The Cayenne is currently in its third generation, with the original having made its debut at the 2002 Paris International Motor Show. Understandably, it proved quite controversial back then as Porsche’s lineup had only ever consisted of sports cars, if you exclude the tractors it also made in its early days.
However, the Cayenne soon proved to be the sportiest of SUVs and in quick time became Porsche’s most popular model. In fact, the Cayenne helped save Porsche from serious financial hardship.
In the early 1990s, Porsche was losing money. A more affordable sports car was conceived and eventually launched in 1996 as the Boxster. Porsche found success with the Boxster but the automaker knew it needed a third product line, one less susceptible to economic downturns than sports cars, to create a firm footing.

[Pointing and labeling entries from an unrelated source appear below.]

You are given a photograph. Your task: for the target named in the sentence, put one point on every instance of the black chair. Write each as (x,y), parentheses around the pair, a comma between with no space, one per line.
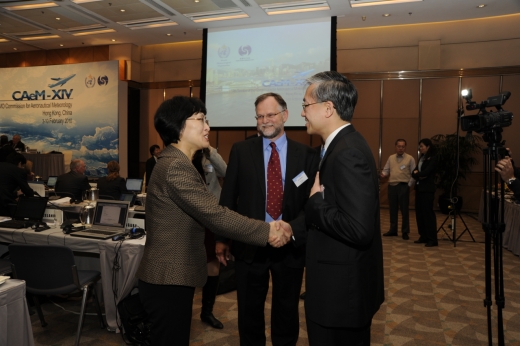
(50,270)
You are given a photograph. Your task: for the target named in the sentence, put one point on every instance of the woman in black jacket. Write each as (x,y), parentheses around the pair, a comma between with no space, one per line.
(424,175)
(112,185)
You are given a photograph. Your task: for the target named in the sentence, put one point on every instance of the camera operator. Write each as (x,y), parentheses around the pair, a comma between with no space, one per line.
(509,174)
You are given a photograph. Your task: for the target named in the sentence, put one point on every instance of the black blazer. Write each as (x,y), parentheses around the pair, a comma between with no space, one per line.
(150,164)
(112,188)
(73,183)
(344,263)
(244,191)
(425,179)
(12,178)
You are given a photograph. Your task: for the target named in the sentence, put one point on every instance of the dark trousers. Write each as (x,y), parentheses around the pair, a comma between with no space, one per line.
(425,216)
(169,310)
(252,286)
(327,336)
(399,198)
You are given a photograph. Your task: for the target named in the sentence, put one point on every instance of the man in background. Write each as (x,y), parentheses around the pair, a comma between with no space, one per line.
(344,262)
(73,183)
(269,178)
(16,143)
(399,167)
(13,182)
(155,150)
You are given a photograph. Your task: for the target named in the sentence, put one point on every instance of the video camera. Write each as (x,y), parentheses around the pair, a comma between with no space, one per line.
(485,121)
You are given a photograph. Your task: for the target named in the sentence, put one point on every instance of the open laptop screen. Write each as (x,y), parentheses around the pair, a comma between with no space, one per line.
(134,185)
(111,213)
(30,208)
(51,182)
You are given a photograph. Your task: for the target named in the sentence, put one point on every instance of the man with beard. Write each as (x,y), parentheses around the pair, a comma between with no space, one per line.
(267,178)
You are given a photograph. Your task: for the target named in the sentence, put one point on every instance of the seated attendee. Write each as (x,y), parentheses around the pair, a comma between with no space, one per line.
(73,183)
(5,148)
(13,182)
(112,185)
(155,150)
(16,143)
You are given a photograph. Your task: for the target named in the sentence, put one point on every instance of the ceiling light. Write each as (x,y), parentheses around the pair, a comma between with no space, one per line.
(92,32)
(360,3)
(295,7)
(30,7)
(33,38)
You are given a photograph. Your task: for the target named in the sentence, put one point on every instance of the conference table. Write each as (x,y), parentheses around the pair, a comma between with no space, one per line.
(511,235)
(15,322)
(128,252)
(46,165)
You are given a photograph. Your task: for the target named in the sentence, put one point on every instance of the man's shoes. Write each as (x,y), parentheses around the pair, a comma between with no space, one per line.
(390,234)
(211,320)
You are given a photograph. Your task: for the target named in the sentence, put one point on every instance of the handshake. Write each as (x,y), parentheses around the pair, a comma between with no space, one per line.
(280,233)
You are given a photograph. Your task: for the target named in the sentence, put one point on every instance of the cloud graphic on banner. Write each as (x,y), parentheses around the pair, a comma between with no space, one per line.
(103,138)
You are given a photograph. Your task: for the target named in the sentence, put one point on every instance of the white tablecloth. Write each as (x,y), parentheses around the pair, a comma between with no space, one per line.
(15,322)
(130,255)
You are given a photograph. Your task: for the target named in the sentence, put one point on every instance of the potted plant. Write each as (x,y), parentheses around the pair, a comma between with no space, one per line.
(448,178)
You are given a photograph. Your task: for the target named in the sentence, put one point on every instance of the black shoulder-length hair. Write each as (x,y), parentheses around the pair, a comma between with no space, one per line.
(170,118)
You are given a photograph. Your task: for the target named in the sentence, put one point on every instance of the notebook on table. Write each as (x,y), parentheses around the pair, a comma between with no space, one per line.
(109,220)
(29,210)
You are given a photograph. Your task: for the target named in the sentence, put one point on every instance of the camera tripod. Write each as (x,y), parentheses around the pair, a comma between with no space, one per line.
(453,214)
(494,227)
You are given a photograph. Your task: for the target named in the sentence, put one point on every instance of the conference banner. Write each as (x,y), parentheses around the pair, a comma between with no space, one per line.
(64,108)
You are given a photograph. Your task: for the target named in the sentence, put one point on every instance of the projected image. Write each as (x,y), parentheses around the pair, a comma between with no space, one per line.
(244,63)
(64,108)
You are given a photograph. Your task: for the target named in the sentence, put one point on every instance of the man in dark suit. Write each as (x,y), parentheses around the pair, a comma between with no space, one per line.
(155,150)
(13,182)
(74,182)
(344,275)
(267,178)
(16,143)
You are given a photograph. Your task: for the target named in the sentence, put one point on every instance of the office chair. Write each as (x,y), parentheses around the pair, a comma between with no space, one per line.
(51,270)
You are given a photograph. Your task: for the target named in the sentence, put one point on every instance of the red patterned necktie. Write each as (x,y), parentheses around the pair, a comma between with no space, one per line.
(274,184)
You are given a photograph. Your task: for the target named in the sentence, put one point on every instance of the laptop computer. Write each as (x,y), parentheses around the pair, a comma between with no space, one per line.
(130,197)
(51,182)
(134,185)
(29,210)
(109,220)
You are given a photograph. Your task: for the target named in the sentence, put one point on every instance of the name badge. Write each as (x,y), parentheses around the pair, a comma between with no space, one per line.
(300,179)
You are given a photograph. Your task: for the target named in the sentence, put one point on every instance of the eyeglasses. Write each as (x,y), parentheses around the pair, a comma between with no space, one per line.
(305,105)
(203,120)
(268,116)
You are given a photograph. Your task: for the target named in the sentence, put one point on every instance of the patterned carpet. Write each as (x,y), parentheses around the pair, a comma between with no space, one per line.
(434,296)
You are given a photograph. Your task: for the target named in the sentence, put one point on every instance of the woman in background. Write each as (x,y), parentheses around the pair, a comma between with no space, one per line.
(424,175)
(210,166)
(112,185)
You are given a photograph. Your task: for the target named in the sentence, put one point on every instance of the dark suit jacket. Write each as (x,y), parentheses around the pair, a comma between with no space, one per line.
(425,179)
(178,209)
(345,280)
(73,183)
(12,178)
(150,164)
(244,191)
(112,188)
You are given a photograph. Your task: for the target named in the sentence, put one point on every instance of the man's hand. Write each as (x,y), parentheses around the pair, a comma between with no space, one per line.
(505,168)
(222,252)
(316,187)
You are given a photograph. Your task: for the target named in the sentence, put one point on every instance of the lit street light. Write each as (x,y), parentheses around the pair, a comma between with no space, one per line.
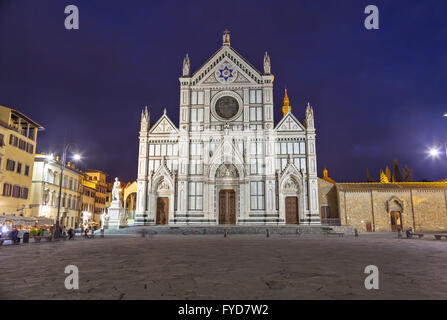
(76,157)
(434,152)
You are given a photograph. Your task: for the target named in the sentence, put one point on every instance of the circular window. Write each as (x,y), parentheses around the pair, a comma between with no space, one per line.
(226,107)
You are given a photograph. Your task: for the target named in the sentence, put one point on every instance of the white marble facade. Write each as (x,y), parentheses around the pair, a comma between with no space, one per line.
(227,140)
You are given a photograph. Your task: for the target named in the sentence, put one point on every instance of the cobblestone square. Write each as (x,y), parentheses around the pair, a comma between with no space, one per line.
(236,267)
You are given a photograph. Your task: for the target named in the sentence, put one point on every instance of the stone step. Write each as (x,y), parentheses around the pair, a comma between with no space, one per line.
(210,230)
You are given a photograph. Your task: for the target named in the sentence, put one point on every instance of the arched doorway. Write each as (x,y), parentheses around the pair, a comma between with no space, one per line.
(162,210)
(292,210)
(227,206)
(227,180)
(291,201)
(162,202)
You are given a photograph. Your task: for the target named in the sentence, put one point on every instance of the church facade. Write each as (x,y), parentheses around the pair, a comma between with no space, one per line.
(227,163)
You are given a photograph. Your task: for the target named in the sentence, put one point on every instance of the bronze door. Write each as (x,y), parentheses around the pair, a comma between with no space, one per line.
(227,207)
(396,221)
(292,210)
(162,210)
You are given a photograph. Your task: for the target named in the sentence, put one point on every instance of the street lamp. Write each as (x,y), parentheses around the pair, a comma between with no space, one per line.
(64,159)
(434,152)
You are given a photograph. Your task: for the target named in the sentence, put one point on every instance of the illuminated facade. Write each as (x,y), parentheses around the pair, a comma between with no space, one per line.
(98,178)
(227,162)
(45,191)
(18,138)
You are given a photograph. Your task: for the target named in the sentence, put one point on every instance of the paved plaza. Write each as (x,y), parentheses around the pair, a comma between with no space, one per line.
(236,267)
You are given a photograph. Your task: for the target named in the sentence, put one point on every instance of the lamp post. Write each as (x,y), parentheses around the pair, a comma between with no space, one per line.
(64,159)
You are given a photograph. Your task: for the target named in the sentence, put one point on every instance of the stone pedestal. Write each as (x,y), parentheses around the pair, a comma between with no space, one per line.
(116,213)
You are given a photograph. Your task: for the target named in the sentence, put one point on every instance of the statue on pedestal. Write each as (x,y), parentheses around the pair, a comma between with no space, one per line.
(116,190)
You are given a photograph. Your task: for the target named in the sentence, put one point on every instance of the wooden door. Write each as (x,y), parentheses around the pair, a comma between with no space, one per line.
(162,210)
(227,207)
(292,210)
(396,220)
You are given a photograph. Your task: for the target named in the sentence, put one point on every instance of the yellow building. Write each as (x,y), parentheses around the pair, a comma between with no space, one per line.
(18,137)
(88,202)
(45,191)
(98,178)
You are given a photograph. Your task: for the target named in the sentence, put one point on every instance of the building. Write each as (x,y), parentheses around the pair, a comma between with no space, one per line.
(227,162)
(45,191)
(129,201)
(388,206)
(88,196)
(98,178)
(18,139)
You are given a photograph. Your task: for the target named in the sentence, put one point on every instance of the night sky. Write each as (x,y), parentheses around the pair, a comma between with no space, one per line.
(378,95)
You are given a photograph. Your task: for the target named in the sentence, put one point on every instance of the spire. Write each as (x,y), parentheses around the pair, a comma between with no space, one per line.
(309,121)
(145,120)
(286,108)
(186,66)
(267,65)
(226,38)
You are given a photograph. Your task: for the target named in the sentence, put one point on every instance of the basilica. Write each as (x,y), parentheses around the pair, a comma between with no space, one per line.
(227,162)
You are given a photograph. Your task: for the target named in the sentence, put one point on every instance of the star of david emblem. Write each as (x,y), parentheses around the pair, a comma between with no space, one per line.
(226,73)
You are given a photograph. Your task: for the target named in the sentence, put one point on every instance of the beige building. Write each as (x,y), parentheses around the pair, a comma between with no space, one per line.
(384,206)
(98,178)
(88,202)
(18,136)
(45,191)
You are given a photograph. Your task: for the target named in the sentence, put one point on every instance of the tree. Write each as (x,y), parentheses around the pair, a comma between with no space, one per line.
(397,176)
(408,174)
(368,176)
(388,173)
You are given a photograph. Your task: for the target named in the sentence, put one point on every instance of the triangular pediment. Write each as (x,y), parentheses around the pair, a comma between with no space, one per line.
(164,125)
(226,153)
(214,71)
(289,123)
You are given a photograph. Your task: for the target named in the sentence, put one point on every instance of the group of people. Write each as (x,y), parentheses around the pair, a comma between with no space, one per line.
(408,232)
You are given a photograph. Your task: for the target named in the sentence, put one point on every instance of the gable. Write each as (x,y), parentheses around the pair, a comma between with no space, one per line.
(164,125)
(226,152)
(289,123)
(238,69)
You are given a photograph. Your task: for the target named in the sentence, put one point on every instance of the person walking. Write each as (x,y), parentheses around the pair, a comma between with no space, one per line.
(70,234)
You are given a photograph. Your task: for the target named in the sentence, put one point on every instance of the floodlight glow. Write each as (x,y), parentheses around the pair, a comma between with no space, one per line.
(434,152)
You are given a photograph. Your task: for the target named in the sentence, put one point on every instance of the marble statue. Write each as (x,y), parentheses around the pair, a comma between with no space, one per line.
(116,190)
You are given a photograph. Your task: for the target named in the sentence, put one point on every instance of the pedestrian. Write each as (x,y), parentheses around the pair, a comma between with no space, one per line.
(409,232)
(70,234)
(15,236)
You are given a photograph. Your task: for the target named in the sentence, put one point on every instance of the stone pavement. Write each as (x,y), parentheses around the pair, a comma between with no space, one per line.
(236,267)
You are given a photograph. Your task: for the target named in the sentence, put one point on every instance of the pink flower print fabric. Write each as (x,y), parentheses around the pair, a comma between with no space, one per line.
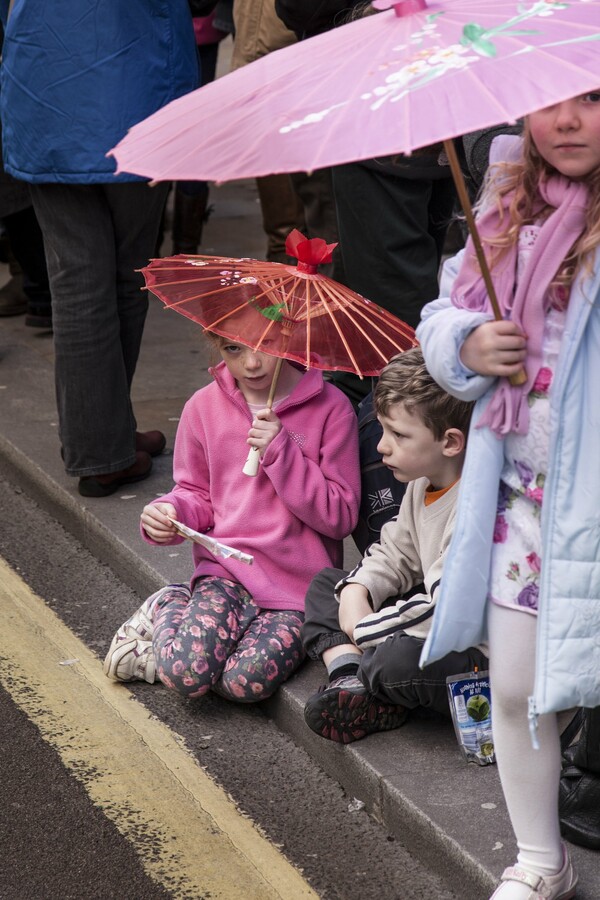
(517,552)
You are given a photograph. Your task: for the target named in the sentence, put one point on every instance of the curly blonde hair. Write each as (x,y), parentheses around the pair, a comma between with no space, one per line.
(522,178)
(406,380)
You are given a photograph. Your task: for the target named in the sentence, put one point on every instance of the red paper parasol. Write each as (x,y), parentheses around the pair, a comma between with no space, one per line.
(288,311)
(291,312)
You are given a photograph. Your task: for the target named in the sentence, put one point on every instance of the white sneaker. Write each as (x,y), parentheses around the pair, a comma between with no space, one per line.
(130,660)
(548,887)
(140,624)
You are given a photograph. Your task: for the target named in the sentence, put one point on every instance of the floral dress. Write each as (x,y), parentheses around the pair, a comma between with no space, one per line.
(516,554)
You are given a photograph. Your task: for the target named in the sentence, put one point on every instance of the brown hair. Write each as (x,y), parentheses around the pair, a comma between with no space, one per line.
(406,380)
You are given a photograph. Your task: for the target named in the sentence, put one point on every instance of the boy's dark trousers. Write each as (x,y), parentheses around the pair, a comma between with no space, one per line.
(390,670)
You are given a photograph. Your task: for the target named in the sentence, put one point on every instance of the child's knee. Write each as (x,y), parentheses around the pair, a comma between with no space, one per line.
(184,679)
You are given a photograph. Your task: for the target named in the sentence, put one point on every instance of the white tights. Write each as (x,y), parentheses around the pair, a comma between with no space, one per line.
(529,777)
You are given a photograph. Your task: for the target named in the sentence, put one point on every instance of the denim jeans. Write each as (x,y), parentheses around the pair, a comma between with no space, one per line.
(96,236)
(390,670)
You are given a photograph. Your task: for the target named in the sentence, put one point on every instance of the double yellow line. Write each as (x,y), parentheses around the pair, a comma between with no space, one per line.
(131,765)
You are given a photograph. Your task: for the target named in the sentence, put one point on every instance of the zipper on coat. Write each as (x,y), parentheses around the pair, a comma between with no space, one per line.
(533,716)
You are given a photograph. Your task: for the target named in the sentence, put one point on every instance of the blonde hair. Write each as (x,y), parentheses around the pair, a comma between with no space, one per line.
(406,380)
(527,206)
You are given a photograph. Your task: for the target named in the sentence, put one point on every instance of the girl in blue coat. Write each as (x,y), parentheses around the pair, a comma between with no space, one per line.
(74,78)
(524,562)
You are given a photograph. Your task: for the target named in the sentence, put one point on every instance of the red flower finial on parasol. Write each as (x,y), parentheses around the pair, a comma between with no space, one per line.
(310,253)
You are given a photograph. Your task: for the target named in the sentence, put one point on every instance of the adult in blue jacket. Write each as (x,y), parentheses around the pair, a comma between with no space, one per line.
(75,78)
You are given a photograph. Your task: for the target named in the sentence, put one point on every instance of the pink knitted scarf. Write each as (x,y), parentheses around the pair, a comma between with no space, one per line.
(527,302)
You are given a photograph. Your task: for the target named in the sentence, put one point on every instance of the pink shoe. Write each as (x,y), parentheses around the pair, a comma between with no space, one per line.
(550,887)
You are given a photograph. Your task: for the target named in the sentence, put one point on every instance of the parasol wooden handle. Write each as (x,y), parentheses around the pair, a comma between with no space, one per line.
(519,377)
(253,458)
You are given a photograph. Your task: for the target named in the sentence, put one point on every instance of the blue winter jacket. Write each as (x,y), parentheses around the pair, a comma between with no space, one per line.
(568,633)
(77,75)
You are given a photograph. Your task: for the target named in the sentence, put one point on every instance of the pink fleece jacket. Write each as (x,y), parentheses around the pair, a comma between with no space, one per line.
(293,516)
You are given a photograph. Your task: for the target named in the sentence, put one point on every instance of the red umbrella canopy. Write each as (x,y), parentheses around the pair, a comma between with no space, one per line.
(288,311)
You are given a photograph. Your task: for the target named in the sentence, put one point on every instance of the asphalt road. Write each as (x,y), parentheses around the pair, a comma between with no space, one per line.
(57,827)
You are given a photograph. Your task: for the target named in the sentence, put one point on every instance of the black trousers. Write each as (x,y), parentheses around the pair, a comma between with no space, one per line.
(390,670)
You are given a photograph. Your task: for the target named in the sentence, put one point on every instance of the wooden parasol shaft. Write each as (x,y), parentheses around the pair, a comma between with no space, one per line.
(461,189)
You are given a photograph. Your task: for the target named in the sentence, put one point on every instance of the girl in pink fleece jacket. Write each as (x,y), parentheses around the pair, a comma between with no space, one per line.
(236,629)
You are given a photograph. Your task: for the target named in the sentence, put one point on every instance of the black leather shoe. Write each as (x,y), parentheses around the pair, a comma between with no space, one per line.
(105,485)
(152,442)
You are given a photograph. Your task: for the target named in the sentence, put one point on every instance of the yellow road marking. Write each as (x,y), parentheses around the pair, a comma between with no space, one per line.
(131,765)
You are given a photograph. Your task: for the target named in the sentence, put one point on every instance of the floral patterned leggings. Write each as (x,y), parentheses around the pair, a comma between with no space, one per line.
(218,638)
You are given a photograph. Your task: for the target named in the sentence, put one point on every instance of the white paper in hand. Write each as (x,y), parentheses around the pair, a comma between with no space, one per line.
(215,547)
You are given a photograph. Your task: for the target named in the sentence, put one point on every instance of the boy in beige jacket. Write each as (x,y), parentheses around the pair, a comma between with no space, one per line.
(368,626)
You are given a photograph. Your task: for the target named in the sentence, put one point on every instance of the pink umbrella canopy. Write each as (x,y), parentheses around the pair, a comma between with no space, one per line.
(412,75)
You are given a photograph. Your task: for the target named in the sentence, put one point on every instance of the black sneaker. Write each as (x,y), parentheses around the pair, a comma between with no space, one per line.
(344,711)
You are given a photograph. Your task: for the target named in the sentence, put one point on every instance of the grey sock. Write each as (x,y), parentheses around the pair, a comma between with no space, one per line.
(340,662)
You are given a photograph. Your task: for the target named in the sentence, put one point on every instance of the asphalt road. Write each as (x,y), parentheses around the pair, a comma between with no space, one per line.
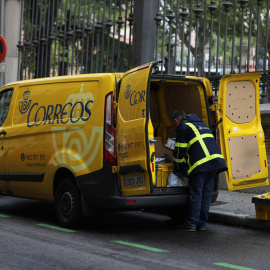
(31,239)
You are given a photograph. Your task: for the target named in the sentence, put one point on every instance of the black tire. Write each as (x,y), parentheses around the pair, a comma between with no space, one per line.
(68,204)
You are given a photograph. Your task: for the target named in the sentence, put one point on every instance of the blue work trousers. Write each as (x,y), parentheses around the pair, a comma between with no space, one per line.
(201,186)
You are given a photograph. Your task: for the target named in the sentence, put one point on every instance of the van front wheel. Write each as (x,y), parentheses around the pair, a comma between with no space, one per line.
(68,204)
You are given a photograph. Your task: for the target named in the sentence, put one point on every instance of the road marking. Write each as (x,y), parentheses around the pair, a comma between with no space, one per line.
(140,246)
(55,228)
(1,215)
(227,265)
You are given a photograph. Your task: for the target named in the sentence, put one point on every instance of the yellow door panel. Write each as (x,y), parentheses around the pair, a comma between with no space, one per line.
(134,131)
(241,135)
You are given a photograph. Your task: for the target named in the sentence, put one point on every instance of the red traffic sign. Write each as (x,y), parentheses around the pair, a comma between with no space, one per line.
(3,48)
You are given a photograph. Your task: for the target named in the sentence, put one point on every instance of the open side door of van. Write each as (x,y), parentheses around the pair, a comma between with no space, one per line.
(241,135)
(135,134)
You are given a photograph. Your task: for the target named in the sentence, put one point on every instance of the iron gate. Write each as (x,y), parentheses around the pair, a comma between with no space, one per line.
(202,37)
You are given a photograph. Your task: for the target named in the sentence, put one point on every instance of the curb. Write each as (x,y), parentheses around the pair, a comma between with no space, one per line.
(239,220)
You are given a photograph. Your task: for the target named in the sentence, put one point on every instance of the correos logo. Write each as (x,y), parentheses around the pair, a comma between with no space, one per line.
(68,113)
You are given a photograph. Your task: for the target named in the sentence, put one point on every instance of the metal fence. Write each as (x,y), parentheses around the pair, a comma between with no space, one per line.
(74,36)
(202,37)
(212,38)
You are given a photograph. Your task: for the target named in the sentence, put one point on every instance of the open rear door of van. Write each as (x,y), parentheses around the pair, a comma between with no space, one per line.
(135,134)
(241,135)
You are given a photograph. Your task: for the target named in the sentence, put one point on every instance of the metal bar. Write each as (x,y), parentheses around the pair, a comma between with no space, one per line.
(103,37)
(243,4)
(226,5)
(163,36)
(28,41)
(266,39)
(47,44)
(114,27)
(125,36)
(204,30)
(87,29)
(98,27)
(184,13)
(60,36)
(233,38)
(212,8)
(189,40)
(69,36)
(170,17)
(64,39)
(158,20)
(119,24)
(78,32)
(83,30)
(218,37)
(249,35)
(20,47)
(175,37)
(259,3)
(197,11)
(39,74)
(108,26)
(93,37)
(55,42)
(130,19)
(74,39)
(31,38)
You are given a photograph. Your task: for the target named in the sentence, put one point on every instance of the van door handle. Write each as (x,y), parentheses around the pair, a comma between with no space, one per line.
(152,141)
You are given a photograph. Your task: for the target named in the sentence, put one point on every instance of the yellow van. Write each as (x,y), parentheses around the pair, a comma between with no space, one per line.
(91,142)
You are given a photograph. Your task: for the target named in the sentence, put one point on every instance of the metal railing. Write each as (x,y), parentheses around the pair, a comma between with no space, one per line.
(75,36)
(199,37)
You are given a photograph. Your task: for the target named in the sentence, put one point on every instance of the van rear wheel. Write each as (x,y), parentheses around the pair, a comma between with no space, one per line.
(68,204)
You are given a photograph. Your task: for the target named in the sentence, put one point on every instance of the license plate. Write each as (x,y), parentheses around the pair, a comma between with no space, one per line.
(134,181)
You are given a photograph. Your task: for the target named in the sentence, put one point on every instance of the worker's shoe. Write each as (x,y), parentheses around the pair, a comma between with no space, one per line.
(185,228)
(201,229)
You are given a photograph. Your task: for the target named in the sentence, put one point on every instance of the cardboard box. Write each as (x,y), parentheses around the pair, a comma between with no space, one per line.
(160,150)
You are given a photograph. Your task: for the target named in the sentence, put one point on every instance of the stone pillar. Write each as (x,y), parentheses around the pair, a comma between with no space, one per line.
(12,35)
(144,31)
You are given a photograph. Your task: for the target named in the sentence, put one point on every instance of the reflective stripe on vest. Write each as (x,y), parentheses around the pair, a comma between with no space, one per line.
(199,137)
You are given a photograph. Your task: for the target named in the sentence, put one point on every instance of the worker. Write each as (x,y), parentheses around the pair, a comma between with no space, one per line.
(195,146)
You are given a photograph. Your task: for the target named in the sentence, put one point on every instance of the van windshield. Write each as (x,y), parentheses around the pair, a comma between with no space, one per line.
(5,99)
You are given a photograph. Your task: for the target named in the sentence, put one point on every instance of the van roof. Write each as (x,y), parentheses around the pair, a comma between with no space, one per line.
(65,77)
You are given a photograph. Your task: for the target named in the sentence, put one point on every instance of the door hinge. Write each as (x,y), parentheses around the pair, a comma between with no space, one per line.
(213,107)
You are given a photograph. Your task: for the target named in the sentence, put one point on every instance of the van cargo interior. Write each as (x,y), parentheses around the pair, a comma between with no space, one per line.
(166,96)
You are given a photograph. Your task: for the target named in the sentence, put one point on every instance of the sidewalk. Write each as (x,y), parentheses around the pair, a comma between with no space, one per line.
(236,209)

Porsche board members inspect a first-generation Cayenne prototype in June 2000
A sedan and even a minivan were considered, but on recommendation of Porsche’s U.S. sales team an SUV was decided upon. The new product line was first announced in 1998, though at the time it was known only as Project Colorado. The goal for engineers was a vehicle that was powerful and dynamic and suitable for all types of terrain.
Rather than go it alone however, Porsche teamed up with Volkswagen which developed the first Touareg alongside the first Cayenne. Launching an SUV was already quite the risk, but there was even more pressure as Porsche would need a new production site, too.
The decision was made to build the new plant in the German city of Leipzig, and in August 2002, two years after construction started, the plant was ready to go. A month later the Cayenne was revealed to the world in Paris.
Today, the Cayenne vies with its smaller brother, the Macan, in the sales race. Porsche has just expanded the line to include a coupe-like body style, and in the future we’re likely to see a battery-electric powertrain added.